Mike was very polite and professional in the way he dealt with customers. He was meticulously clean; he tucked his ponytail into the back of his jeans so that it wouldn’t get in the way, and he always wore an apron while he cooked. And like all good chefs, he couldn’t stand anyone being near him when he was cooking.
‘I can’t have this stress hanging over me all the time, McFadden. When I was working on Fifth Avenue in New York, they gave me complete creative control.’
Mike also had eyes in the back of his head. He could be crouched down, getting something out of the refrigerator, but he would still know exactly where I was and what I was doing. I would sneak over to eat a french fry when he wasn’t looking, but he always caught me.

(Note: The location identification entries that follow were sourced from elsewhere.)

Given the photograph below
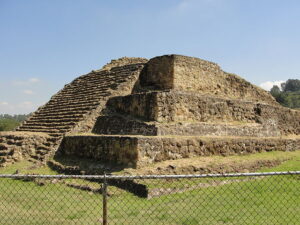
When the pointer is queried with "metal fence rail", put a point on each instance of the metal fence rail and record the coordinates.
(239, 198)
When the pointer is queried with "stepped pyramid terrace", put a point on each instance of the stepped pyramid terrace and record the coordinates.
(135, 112)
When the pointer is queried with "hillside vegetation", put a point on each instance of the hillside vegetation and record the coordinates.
(8, 122)
(288, 94)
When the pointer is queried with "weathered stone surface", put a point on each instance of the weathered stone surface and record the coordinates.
(138, 151)
(15, 146)
(196, 75)
(175, 106)
(170, 107)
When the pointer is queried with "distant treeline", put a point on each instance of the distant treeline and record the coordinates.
(288, 94)
(10, 122)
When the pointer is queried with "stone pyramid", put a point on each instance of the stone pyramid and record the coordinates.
(135, 112)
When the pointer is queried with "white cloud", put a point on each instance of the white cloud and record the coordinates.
(3, 103)
(17, 108)
(34, 80)
(28, 92)
(28, 82)
(269, 84)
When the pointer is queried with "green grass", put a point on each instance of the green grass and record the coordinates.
(266, 200)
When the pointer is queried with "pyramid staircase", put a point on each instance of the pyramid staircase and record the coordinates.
(73, 109)
(169, 117)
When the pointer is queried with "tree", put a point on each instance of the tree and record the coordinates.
(275, 91)
(291, 85)
(290, 94)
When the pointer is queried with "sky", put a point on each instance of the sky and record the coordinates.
(46, 44)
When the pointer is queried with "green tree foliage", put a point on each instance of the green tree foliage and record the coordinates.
(289, 95)
(8, 122)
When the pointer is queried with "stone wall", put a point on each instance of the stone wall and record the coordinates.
(119, 125)
(199, 76)
(115, 150)
(134, 151)
(175, 106)
(15, 146)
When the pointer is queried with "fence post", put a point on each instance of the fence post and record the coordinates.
(104, 202)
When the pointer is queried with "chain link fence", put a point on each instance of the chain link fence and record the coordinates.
(248, 198)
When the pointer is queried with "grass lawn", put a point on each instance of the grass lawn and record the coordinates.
(266, 200)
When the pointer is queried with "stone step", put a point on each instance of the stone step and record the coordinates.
(37, 126)
(62, 113)
(73, 102)
(75, 94)
(6, 152)
(48, 131)
(62, 120)
(49, 123)
(81, 109)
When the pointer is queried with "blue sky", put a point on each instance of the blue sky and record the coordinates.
(45, 44)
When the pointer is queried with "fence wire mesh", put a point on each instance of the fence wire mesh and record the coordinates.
(255, 198)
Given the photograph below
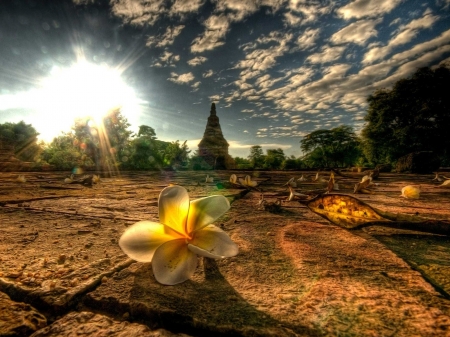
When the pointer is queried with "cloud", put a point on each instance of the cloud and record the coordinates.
(166, 59)
(239, 8)
(328, 54)
(197, 61)
(358, 32)
(308, 38)
(137, 12)
(208, 73)
(262, 59)
(405, 34)
(214, 98)
(195, 86)
(182, 78)
(182, 7)
(225, 13)
(302, 12)
(367, 8)
(165, 39)
(216, 28)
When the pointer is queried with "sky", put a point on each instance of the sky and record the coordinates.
(276, 69)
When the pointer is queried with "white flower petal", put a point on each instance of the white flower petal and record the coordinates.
(174, 208)
(213, 242)
(173, 262)
(141, 240)
(205, 211)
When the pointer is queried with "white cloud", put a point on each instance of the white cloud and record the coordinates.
(181, 7)
(308, 38)
(197, 61)
(405, 34)
(182, 78)
(138, 12)
(216, 28)
(302, 12)
(214, 98)
(358, 32)
(328, 54)
(226, 12)
(367, 8)
(165, 39)
(208, 73)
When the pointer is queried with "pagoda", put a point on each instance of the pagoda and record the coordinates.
(213, 147)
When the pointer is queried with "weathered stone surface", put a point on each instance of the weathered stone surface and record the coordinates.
(295, 275)
(91, 324)
(18, 319)
(418, 162)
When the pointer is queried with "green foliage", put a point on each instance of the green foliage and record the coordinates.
(337, 147)
(22, 137)
(176, 155)
(413, 116)
(292, 163)
(274, 158)
(64, 153)
(198, 163)
(242, 163)
(256, 157)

‘That’s it, McFadden. Get out of my kitchen. Out!’ He’d stamp his foot and then point to the door in the same way as Ricardo did, except that Mike was serious. ‘I’ve warned you before about touching my french fries.’
‘Your french fries?’ I’d laugh, wondering how he always got me. ‘I paid for them.’

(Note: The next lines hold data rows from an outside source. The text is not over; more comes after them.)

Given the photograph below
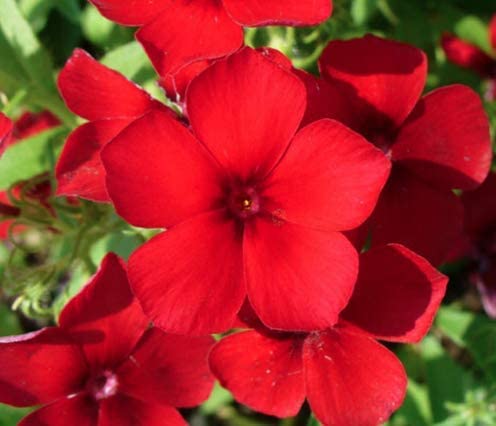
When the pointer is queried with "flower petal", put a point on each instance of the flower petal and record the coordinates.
(189, 279)
(180, 362)
(105, 317)
(131, 12)
(158, 174)
(78, 410)
(422, 218)
(79, 170)
(351, 379)
(382, 78)
(298, 278)
(466, 54)
(121, 410)
(265, 373)
(246, 109)
(254, 13)
(189, 31)
(95, 92)
(330, 178)
(39, 367)
(446, 139)
(397, 294)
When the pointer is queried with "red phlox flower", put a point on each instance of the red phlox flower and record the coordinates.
(178, 33)
(347, 376)
(110, 102)
(467, 55)
(252, 206)
(436, 143)
(103, 365)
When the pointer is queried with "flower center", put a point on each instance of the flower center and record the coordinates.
(103, 385)
(244, 202)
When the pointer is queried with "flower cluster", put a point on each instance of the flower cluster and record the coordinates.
(311, 211)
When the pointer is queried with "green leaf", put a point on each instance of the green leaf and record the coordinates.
(30, 157)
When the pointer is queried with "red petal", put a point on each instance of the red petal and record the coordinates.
(397, 294)
(94, 91)
(254, 13)
(264, 373)
(124, 411)
(189, 279)
(351, 379)
(382, 78)
(79, 169)
(77, 410)
(39, 367)
(246, 109)
(158, 174)
(422, 218)
(298, 278)
(466, 54)
(446, 139)
(187, 32)
(168, 369)
(5, 131)
(330, 178)
(104, 317)
(131, 12)
(480, 207)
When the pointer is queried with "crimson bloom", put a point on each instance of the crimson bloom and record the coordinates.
(103, 365)
(177, 33)
(110, 102)
(347, 376)
(469, 56)
(253, 207)
(436, 143)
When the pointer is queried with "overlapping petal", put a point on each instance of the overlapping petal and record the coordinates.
(189, 279)
(383, 79)
(446, 139)
(244, 118)
(351, 379)
(330, 178)
(39, 367)
(276, 12)
(188, 31)
(104, 317)
(262, 372)
(158, 174)
(95, 92)
(298, 278)
(168, 369)
(79, 170)
(397, 294)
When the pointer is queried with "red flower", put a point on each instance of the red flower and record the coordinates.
(347, 377)
(436, 143)
(110, 102)
(177, 33)
(472, 57)
(103, 365)
(253, 207)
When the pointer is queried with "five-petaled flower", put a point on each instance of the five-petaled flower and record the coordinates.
(436, 143)
(103, 365)
(254, 208)
(347, 376)
(469, 56)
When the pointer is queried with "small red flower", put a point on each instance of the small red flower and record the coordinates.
(103, 365)
(110, 102)
(347, 376)
(436, 143)
(177, 33)
(253, 207)
(472, 57)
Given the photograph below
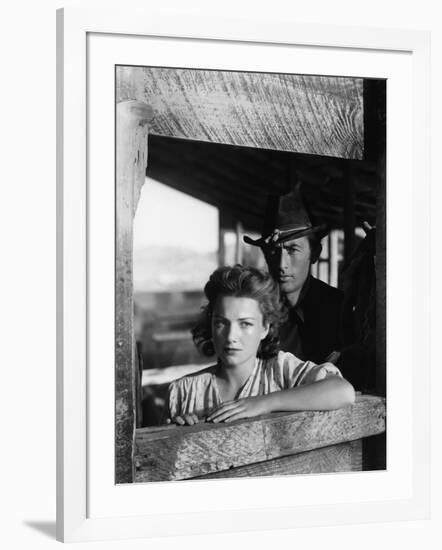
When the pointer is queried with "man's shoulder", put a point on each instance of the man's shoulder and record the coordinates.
(320, 290)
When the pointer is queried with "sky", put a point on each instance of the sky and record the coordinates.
(166, 217)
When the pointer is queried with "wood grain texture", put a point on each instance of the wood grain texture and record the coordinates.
(171, 452)
(131, 161)
(299, 113)
(345, 457)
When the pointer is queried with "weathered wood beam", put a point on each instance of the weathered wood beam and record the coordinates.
(317, 115)
(345, 457)
(184, 452)
(131, 161)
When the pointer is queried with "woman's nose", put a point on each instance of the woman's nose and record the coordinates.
(232, 333)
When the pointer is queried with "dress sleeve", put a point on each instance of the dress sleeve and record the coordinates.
(174, 399)
(298, 373)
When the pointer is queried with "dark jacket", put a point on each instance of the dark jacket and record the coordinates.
(312, 330)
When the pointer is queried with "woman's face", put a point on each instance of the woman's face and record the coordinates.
(237, 330)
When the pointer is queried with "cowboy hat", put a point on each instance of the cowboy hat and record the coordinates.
(288, 214)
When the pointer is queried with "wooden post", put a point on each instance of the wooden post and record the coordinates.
(375, 130)
(131, 162)
(349, 211)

But Mike had an answer for everything: ‘Well, they’re my fries while I’m cooking them. Now get out!’
Then I’d politely remind him that I was the owner of the restaurant and he was my employee.
‘OK, then, McFadden. You just sit there and keep out of the way. I’ll call you when I need you to serve up.’
I was supposed to be the boss, but somehow I ended up as waiter and drinks boy. I didn’t mind, though; Mike made me laugh. While Mike cooked, I sat in the corner and cut the onions or peeled potatoes and listened to him go on and on. He would talk the whole time and do at least four things at once, without ever losing his concentration. I never got bored listening to him, either. He fascinated me, even when I knew that he was lying. He had an entire imaginary world that he had created for himself and sometimes he lived in it, or reminisced about it, and he always added new details and elaborated his stories until they almost got to the point of being ridiculous, but not quite.
‘And I said to Pablo, I said, “Pablo, don’t be fucking with me. This is Canadian Mike you’re talking to here.” And you know what? He listened. Pablo actually listened, for a change. He never listened to anybody else, but he used to listen to me. You know why? I’ve got a theory I developed from when I was a psychologist in Montreal: I think it was because Pablo wasn’t used to anyone standing up to him. In fact, I’m convinced of it. He’d been surrounded by yes men his whole life, when all along he was just waiting for somebody to say no. And you want to know something else about Pablo? Listen to this …’
Mike was funny. He didn’t know it himself, but Mike was very funny. He took himself way too seriously, which is what made him so funny. His funniest obsession by far was hygiene. One time I bought a bucket and some special soap for rinsing his hands, but he said you could only use the water once before it got infected with bacteria. Between orders, he would run to the bathroom to wash his hands and change the water. He always came back even more energetic than before. That guy could sniff a lot. And he had been doing it for so long that it was his normal state of mind, so you hardly noticed. He never admitted to it and even if you had caught him in the act, he would have denied it, because Mike had convinced himself that he wasn’t doing coke anymore.